The general structure of a single block is:
BEGIN MYNAME DESCRIPTOR DATA END MYNAME
where MYNAME is a user-defined block name which must be unique, DESCRIPTOR is a comma-separated sequence of data descriptors, and DATA are the actual data. DESCRIPTOR contains at least 3 values:
- type
- kind
- size
- dimension
where type is either int for integer, real for real or char for character. kind can be either scalar or array . size is the storage size in bit for a single value, for integer and real it should be 64, for character it should be the storage size of the longest character string in an array of strings. If kind is set to array , dimension is a vector of comma-separated values containing the dimensions of the array, where the length of the vector determines the number of dimensions. That is, for a one-dimensional array the vector is of length one, for two-dimensional the length is two and for three-dimensional the length is three. Currently only one, two and three dimensional arrays are supported.

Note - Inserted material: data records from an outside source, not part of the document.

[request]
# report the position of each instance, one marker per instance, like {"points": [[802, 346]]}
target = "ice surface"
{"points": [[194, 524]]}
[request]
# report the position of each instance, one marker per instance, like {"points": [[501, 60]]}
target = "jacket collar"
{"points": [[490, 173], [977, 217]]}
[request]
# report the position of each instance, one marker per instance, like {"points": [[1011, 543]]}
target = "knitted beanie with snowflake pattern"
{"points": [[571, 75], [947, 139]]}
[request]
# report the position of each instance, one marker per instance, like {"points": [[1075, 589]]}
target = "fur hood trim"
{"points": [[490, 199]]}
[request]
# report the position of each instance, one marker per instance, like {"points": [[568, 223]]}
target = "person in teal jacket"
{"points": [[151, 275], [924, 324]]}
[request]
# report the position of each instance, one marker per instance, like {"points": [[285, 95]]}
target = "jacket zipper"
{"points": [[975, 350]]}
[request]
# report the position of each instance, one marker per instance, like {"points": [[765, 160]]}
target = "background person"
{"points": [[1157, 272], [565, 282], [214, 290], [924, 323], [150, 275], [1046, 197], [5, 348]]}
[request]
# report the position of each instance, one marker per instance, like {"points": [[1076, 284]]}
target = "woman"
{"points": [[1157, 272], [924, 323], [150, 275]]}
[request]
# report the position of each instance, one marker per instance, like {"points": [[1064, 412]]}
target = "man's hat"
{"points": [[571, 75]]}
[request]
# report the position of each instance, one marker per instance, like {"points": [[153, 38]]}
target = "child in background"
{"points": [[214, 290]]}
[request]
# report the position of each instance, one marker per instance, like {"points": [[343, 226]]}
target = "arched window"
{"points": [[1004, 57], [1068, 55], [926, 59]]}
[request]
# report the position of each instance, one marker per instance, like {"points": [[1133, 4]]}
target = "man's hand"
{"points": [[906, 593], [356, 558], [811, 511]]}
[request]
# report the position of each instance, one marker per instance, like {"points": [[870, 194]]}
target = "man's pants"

A block file in csv format containing an integer scalar, an integer vector, a real matrix, and a real scalar maybe:
BEGIN a int,scalar,64 5 END a BEGIN b int,array,64,2 1 2 END b BEGIN c real,array,64,2,2 5,5 5,5 END c BEGIN d real,scalar,64 5 END d
In binary format, BEGIN MYNAME , END MYNAME and DESCRIPTOR are stored in 50 byte character strings which must not be null terminated.
lmt will assume block format for all files with file name suffix .bin and .blkcsv .